Step 1: Find the missing length x (fractions)
The top width is 11 5/8. That total width is made of three horizontal pieces:
- 4 3/4 (left overhang)
- 3 1/3 (stem width)
- x (right overhang)
So the equation is:
11 5/8 = 4 3/4 + 3 1/3 + x
Convert to improper fractions (optional but clean)
- 11 5/8 = 93/8
- 4 3/4 = 19/4
- 3 1/3 = 10/3
Use a common denominator
A common denominator for 8, 4, and 3 is 24:
- 93/8 = 279/24
- 19/4 = 114/24
- 10/3 = 80/24
Now subtract to solve for x:
x = 279/24 − 114/24 − 80/24 = 85/24 = 3 13/24
Step 2: Find the area (in decimals)
Split the T-shape into two rectangles:
- Top bar: width 11 5/8 and height 3.2
- Stem: width 3 1/3 and height (7.1 − 3.2) = 3.9
Rectangle A (top bar)
- 11 5/8 = 11.625
- Area = 11.625 × 3.2 = 37.2
Rectangle B (stem)
- 3 1/3 = 10/3 ≈ 3.333…
- Area = (10/3) × 3.9 = 13
Total area
Add the two rectangle areas:
Total area = 37.2 + 13 = 50.2
Common mistakes (and how to avoid them)
- Forgetting what the total width represents: make sure you’re adding/subtracting horizontal segments that line up on the same straight line.

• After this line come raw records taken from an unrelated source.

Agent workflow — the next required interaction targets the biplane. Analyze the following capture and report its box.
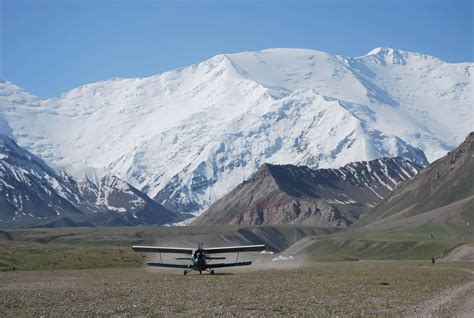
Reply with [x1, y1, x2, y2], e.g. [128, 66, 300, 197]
[132, 243, 266, 275]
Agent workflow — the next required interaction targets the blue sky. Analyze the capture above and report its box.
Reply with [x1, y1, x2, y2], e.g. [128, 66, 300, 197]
[0, 0, 474, 97]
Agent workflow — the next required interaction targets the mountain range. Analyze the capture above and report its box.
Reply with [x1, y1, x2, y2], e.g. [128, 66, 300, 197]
[192, 158, 422, 227]
[0, 135, 182, 227]
[355, 132, 474, 233]
[0, 48, 473, 222]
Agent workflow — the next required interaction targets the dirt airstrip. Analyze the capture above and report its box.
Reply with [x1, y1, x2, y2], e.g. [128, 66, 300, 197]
[0, 261, 474, 316]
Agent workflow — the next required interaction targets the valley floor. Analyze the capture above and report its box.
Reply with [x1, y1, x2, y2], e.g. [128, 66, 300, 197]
[0, 261, 474, 317]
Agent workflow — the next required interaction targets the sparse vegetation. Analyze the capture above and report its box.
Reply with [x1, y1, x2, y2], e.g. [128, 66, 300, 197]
[0, 261, 469, 316]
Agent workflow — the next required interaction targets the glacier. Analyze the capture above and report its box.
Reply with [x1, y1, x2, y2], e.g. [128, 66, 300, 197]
[0, 48, 474, 214]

- Mixing mixed numbers and improper fractions: pick one format (often improper fractions) and stick with it.
- Using the wrong stem height: the stem height is the total height minus the top bar height (here: 7.1 − 3.2).
- Accidentally double-counting area: splitting into rectangles should cover the shape exactly once (no overlaps).